Working gas in storage now stands at 1,845 Bcf, according to EIA estimates. Stocks are 280 Bcf higher than last year at this time. The East region led the injections once again, chipping in 58 Bcf, while the Producing and West regions contributed 17 Bcf and 10 Bcf, respectively.

As crude and natural gas prices continue to stay chummy, market impacting events such as continued unrest in the Middle East continue to affect both markets. Adding to the fray is the continuing strike in Norway by two offshore unions, which took a turn for the worse on Thursday.

In response to the strike, the Norwegian Oil Industry Association (OLF) said Thursday that it intends to impose a lockout on June 28, which could ultimately result in an almost complete shut-down of oil and gas production on the Norwegian Continental Shelf, where output is currently running at 3.3 million b/d of oil and 7.3 Bcf/d of gas. So far, strike action has seen production of around 400,000 b/d taken offline.
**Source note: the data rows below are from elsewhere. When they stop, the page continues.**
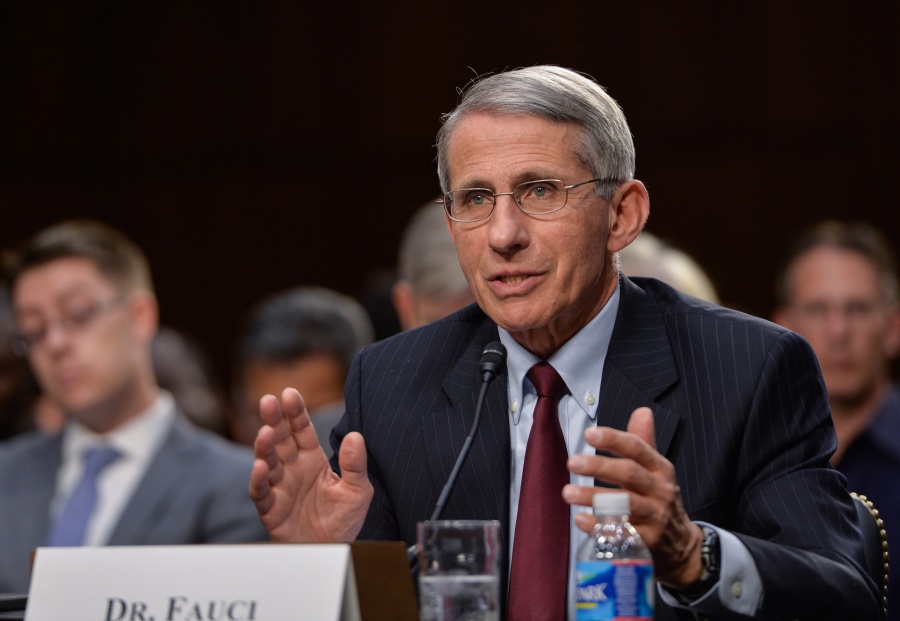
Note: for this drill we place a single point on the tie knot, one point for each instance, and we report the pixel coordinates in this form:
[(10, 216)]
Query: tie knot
[(98, 458), (546, 380)]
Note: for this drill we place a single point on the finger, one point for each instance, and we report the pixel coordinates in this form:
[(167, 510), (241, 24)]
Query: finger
[(585, 521), (627, 473), (641, 425), (260, 491), (298, 419), (352, 459), (624, 444)]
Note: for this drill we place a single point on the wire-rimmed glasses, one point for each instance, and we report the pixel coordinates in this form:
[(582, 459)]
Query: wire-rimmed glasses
[(537, 197), (78, 317)]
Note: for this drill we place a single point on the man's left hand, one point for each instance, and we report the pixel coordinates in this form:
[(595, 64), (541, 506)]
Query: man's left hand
[(656, 509)]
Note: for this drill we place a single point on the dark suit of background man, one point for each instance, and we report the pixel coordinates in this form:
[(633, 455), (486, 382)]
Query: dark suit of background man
[(85, 316), (717, 418)]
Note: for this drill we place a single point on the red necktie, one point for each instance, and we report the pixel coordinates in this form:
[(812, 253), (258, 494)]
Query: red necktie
[(538, 582)]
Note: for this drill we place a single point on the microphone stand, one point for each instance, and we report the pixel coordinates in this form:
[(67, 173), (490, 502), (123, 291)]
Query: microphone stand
[(492, 358)]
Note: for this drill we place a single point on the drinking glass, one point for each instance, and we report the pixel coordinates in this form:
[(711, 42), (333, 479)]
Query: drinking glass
[(459, 570)]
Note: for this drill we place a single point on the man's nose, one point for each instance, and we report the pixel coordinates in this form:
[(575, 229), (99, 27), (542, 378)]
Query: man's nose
[(508, 226)]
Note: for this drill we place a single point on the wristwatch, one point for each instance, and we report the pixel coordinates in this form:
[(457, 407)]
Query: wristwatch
[(711, 558)]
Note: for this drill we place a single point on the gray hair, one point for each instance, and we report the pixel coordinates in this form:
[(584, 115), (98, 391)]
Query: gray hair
[(651, 257), (428, 260), (558, 95), (859, 237)]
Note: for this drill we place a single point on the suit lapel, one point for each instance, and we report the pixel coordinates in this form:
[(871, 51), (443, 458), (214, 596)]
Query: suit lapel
[(640, 365), (24, 535), (154, 490)]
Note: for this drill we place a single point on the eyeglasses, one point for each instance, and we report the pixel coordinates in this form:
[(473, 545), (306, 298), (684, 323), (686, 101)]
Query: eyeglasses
[(532, 197), (73, 319)]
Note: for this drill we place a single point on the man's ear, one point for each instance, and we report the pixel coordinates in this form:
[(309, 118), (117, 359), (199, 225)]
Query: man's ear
[(404, 304), (628, 213), (144, 311)]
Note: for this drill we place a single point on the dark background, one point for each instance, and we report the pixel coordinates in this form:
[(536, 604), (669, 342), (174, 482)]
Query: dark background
[(249, 147)]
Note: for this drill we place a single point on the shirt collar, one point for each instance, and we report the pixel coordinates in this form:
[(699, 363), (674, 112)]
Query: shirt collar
[(137, 438), (579, 362)]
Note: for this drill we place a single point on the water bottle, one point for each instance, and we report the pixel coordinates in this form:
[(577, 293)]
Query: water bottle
[(614, 568)]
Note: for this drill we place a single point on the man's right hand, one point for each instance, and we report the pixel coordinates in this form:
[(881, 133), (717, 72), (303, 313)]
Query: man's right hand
[(300, 499)]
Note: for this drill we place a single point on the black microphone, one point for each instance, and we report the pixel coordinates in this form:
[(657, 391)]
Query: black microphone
[(493, 358)]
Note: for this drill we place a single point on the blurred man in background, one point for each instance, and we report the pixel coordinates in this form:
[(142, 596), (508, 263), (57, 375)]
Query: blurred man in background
[(650, 257), (128, 468), (304, 337), (432, 284), (838, 289)]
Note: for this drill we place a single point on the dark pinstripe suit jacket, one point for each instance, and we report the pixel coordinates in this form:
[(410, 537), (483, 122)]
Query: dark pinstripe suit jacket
[(740, 410)]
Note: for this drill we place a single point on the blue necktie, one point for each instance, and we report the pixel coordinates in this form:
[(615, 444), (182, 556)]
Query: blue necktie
[(70, 528)]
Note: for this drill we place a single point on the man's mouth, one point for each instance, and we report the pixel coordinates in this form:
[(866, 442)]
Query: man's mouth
[(511, 280)]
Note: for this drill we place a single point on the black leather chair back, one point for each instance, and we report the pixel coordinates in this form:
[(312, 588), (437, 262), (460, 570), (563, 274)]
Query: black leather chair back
[(875, 541)]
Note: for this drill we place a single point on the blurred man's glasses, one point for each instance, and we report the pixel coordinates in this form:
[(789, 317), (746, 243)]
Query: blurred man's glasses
[(532, 197), (73, 319)]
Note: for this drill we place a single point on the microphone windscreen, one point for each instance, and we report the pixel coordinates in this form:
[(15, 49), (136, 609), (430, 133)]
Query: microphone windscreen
[(493, 357)]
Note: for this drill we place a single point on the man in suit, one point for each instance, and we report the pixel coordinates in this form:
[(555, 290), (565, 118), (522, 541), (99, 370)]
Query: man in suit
[(85, 316), (716, 423)]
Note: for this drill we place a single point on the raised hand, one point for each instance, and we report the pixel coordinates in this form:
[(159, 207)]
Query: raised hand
[(300, 499), (656, 509)]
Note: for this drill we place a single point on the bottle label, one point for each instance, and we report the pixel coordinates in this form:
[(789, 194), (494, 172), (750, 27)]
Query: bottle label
[(620, 590)]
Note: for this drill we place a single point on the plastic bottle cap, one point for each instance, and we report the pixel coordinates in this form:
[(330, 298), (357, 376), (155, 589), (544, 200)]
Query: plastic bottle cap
[(612, 503)]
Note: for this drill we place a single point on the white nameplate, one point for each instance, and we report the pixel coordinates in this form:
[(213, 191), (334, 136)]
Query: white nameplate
[(260, 582)]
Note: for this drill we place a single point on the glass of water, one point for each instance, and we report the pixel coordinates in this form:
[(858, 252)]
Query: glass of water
[(459, 570)]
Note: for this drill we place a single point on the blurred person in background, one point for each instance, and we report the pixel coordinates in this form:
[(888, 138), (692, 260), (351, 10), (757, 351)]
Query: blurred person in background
[(128, 468), (838, 289), (17, 387), (181, 369), (306, 338), (431, 284), (650, 257)]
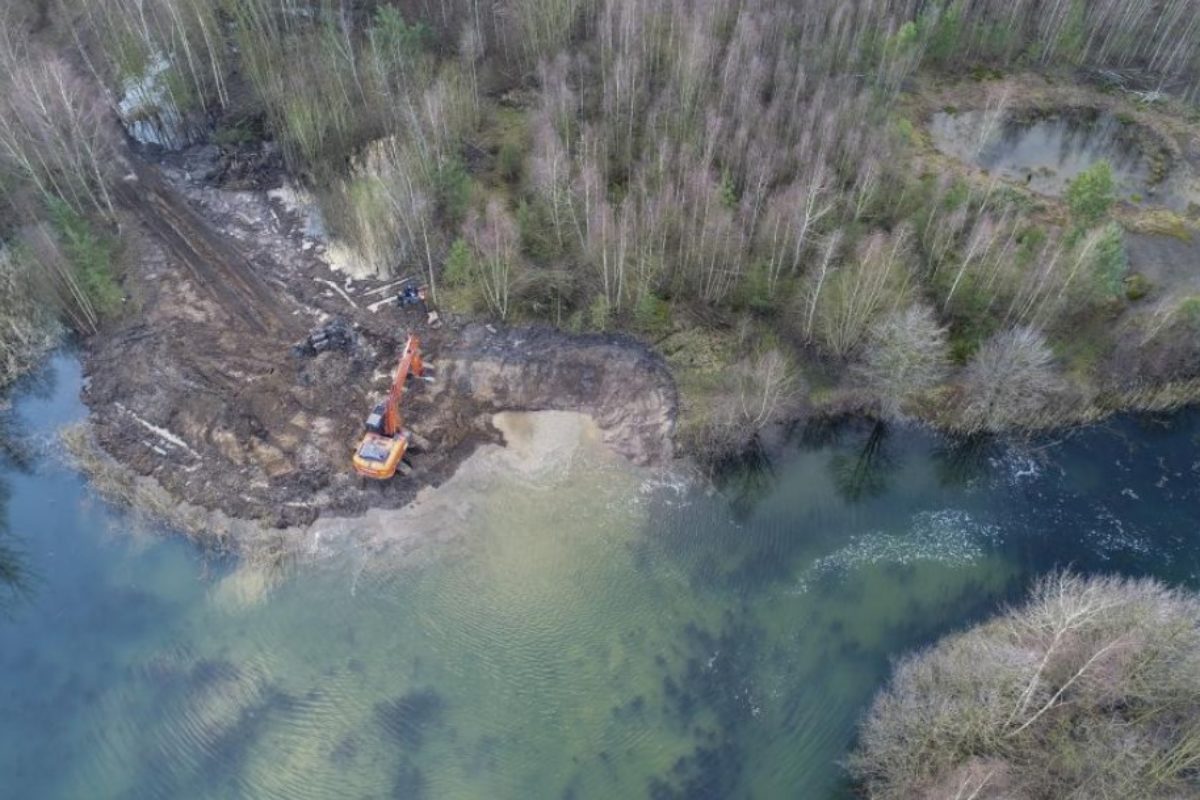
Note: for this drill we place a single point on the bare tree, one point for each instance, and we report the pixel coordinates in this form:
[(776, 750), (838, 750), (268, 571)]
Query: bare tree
[(493, 236), (1009, 380), (53, 127), (981, 715), (906, 353)]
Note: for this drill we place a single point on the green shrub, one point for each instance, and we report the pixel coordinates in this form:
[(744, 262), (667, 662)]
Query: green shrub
[(1092, 193), (453, 188), (1089, 690), (91, 254), (653, 313), (1110, 263)]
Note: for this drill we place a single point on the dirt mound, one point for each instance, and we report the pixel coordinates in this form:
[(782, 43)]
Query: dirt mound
[(202, 390)]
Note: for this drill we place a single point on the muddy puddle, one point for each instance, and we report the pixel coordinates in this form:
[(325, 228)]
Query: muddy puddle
[(1045, 152)]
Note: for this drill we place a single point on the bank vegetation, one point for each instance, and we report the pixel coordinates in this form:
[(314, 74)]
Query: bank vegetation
[(1091, 689), (731, 179)]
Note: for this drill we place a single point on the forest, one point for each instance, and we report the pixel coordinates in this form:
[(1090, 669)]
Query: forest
[(745, 184)]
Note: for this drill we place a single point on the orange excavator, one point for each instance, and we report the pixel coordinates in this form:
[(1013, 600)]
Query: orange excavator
[(385, 441)]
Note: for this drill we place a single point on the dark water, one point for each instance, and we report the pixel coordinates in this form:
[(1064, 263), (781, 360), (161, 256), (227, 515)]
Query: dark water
[(600, 632), (1048, 152)]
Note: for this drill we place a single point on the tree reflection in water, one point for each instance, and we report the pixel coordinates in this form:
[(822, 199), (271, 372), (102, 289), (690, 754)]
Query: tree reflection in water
[(865, 471), (15, 579)]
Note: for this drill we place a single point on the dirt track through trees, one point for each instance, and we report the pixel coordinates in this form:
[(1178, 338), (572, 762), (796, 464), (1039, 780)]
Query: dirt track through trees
[(214, 262), (198, 386)]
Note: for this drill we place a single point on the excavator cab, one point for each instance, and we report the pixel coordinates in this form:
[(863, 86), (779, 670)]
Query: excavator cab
[(379, 457), (384, 443)]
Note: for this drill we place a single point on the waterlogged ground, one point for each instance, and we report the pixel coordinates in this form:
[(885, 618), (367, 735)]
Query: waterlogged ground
[(1048, 151), (592, 631)]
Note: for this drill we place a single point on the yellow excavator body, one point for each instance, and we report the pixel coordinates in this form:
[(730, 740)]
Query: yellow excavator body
[(381, 451)]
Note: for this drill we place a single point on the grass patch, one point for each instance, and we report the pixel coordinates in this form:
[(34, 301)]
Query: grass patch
[(1161, 222)]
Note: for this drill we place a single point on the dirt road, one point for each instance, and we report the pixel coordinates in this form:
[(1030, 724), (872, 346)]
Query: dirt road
[(199, 389)]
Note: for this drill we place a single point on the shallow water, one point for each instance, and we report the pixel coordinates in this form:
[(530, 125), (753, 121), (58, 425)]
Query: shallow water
[(595, 631), (1049, 151)]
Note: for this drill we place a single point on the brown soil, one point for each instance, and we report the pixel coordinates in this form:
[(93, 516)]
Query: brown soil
[(199, 388)]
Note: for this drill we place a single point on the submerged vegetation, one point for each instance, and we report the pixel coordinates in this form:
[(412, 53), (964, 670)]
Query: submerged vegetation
[(1090, 689)]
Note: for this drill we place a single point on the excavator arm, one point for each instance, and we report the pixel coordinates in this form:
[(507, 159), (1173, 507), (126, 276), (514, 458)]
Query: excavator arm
[(378, 455)]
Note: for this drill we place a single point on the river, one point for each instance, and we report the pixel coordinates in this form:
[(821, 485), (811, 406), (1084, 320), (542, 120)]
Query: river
[(592, 631)]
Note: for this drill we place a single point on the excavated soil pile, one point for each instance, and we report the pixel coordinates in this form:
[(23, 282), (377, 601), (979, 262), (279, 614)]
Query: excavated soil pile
[(203, 389)]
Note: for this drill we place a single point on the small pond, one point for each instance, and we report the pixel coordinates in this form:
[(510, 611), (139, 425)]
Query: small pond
[(1047, 151)]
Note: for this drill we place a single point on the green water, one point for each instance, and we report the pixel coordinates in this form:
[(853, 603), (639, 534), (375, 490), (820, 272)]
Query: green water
[(591, 631)]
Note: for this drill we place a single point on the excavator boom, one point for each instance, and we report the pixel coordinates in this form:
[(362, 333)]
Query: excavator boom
[(383, 446)]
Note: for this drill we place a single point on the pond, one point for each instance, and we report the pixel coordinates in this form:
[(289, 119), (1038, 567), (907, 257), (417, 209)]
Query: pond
[(597, 631), (1047, 151)]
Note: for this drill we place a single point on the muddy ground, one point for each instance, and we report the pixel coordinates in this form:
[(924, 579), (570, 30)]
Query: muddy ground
[(199, 386)]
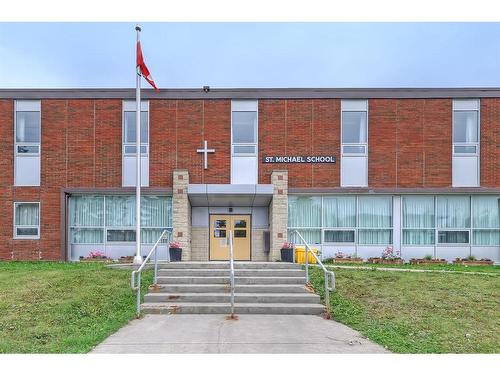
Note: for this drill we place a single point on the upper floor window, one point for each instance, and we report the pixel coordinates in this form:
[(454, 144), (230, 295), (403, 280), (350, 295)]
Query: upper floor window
[(130, 131), (129, 160), (465, 127), (244, 140), (27, 135)]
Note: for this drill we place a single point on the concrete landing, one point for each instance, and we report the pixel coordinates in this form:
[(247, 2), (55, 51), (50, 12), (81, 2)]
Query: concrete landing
[(249, 334)]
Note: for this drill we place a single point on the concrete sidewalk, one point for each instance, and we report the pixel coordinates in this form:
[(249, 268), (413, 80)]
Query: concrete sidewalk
[(248, 334)]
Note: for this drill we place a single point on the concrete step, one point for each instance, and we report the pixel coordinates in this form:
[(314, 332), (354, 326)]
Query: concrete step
[(224, 288), (225, 265), (239, 308), (238, 297), (225, 272), (239, 280)]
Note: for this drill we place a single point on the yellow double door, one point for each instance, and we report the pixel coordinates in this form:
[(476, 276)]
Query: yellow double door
[(220, 225)]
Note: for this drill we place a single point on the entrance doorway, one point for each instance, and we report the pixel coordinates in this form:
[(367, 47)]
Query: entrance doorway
[(220, 225)]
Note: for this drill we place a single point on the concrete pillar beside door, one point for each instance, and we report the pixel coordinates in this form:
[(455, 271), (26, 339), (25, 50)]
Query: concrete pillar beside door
[(181, 212), (278, 212)]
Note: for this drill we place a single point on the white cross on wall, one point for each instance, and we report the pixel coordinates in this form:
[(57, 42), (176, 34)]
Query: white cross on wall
[(205, 151)]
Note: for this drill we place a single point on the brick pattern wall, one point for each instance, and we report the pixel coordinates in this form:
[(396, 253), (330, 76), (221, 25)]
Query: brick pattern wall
[(490, 142), (409, 143)]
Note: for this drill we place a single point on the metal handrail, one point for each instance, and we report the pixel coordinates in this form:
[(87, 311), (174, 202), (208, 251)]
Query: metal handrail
[(137, 286), (231, 268), (329, 275)]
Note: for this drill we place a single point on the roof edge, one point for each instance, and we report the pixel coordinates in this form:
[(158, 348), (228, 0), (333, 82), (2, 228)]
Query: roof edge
[(253, 93)]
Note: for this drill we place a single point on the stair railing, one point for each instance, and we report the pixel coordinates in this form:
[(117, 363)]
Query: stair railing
[(329, 275), (136, 274), (231, 268)]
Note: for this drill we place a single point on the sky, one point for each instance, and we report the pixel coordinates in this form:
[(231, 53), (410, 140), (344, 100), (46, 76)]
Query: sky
[(191, 55)]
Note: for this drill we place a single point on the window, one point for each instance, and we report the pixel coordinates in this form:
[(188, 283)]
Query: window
[(129, 132), (111, 218), (375, 220), (354, 131), (27, 220), (354, 148), (465, 160), (486, 220), (453, 219), (339, 212), (27, 135), (304, 214), (244, 140), (418, 220)]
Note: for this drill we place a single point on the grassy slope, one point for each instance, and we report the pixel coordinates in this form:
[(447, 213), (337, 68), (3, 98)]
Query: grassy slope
[(48, 307), (445, 267), (419, 313)]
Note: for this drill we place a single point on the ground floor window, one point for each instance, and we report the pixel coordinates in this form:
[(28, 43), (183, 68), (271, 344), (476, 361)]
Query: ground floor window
[(95, 219), (451, 220), (341, 219), (426, 220), (27, 220)]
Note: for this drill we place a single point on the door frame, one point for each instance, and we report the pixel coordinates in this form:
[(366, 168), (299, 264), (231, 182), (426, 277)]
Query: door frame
[(210, 229)]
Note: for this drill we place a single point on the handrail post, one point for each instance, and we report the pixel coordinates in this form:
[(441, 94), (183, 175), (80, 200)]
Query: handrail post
[(307, 261), (138, 312)]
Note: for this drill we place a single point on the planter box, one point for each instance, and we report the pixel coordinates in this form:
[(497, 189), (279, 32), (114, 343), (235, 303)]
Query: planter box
[(473, 262), (175, 254), (96, 260), (428, 261), (385, 261), (287, 255), (127, 259), (347, 260)]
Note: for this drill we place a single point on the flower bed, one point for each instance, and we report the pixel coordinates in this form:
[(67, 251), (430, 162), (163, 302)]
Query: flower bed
[(427, 261), (96, 256), (473, 262), (346, 260), (385, 260)]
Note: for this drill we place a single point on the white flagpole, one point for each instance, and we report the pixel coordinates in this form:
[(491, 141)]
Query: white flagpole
[(138, 257)]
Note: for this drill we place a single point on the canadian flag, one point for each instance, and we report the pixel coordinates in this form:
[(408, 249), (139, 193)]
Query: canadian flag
[(143, 69)]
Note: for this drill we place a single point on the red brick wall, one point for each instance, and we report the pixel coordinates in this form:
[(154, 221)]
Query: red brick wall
[(490, 142), (409, 143), (409, 146), (300, 127)]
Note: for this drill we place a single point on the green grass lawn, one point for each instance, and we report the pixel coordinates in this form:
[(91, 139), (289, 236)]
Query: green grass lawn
[(51, 307), (418, 312)]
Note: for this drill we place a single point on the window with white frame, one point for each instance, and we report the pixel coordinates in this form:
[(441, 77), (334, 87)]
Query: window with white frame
[(304, 214), (375, 220), (418, 220), (466, 141), (244, 141), (129, 139), (354, 139), (354, 132), (27, 135), (27, 220), (486, 220), (453, 219), (130, 131), (339, 219), (466, 127), (110, 219)]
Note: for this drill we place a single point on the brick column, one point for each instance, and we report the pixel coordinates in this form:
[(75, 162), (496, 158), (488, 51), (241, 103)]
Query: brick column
[(278, 212), (181, 212)]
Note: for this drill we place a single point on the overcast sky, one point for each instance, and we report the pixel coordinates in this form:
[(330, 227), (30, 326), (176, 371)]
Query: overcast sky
[(56, 55)]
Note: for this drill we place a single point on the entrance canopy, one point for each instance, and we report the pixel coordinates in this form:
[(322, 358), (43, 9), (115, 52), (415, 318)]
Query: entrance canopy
[(230, 195)]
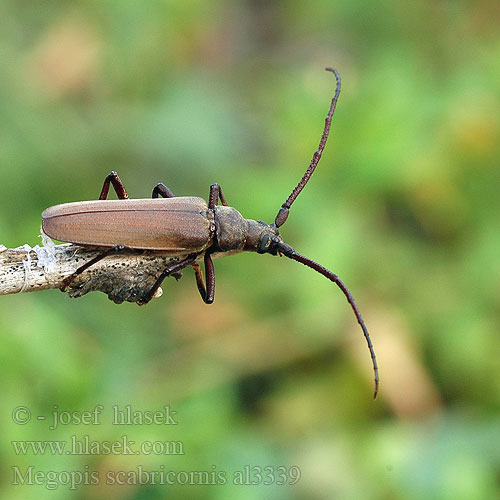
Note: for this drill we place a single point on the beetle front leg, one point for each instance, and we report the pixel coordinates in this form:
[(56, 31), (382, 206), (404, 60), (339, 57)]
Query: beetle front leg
[(161, 190), (215, 194), (207, 292), (117, 185)]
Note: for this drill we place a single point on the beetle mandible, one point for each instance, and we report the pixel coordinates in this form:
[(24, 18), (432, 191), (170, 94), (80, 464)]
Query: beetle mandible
[(185, 226)]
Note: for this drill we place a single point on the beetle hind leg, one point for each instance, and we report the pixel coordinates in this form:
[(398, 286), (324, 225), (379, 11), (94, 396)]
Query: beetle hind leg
[(207, 292), (118, 186), (67, 281)]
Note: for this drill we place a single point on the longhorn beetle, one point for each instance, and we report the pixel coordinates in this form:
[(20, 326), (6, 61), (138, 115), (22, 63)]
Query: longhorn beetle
[(185, 226)]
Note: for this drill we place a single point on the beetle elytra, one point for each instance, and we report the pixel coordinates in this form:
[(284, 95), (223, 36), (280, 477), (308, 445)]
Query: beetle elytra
[(186, 226)]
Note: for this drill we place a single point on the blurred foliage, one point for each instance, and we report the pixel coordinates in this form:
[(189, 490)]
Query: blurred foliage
[(403, 206)]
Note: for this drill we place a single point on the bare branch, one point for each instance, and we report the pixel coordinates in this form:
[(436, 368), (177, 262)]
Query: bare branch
[(127, 276)]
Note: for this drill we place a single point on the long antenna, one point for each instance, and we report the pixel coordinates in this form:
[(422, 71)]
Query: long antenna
[(285, 208), (289, 252)]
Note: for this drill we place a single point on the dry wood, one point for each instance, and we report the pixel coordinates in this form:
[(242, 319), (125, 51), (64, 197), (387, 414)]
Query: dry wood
[(126, 276)]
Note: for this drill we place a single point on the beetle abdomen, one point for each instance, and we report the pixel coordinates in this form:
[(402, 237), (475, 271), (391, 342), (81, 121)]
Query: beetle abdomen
[(169, 224)]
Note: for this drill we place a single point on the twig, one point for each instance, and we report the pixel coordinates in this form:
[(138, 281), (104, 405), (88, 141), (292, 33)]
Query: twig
[(123, 277)]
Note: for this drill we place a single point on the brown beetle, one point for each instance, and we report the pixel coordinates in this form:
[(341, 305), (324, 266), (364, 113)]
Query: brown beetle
[(184, 226)]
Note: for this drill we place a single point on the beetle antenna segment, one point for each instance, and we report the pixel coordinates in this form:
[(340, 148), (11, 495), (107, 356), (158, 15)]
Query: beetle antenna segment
[(283, 212), (289, 252)]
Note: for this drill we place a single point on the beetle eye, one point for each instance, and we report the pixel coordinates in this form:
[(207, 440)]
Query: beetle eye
[(264, 244)]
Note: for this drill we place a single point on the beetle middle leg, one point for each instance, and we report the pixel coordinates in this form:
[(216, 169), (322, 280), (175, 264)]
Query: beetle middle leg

“The current situation could have significant repercussions for an already tight oil market where prices have recently eased following Saudi Arabia’s decision to increase supply,” Edinburgh, Scotland-based Wood Mackenzie said. “Norway is the world’s third largest oil exporter, behind Saudi Arabia and Russia, with an average of just over 3 million bbl/d in exports in 2003.”

The global energy consulting firm noted that in the past, situations similar to the current one have been resolved without significant supply disruptions with the Norwegian government stepping in to force a settlement.

The Washington, DC-based broker echoed that sentiment. “First of all, this is a business dispute, not a geopolitical dispute,” he noted. “The threat by management to lock out all the workers is part of an elaborate negotiation dance. The government can’t move in and mediate the situation unless it’s a big national emergency, so management orders the lockout.

“I think the reason that the crude market is not up $2 on the news that the third largest oil producer might turn its taps off is because it is a business dispute,” he said, adding that “it will get resolved. I don’t think this is a huge story because it’s not going to last a month-and-a-half. We’ve seen this before.”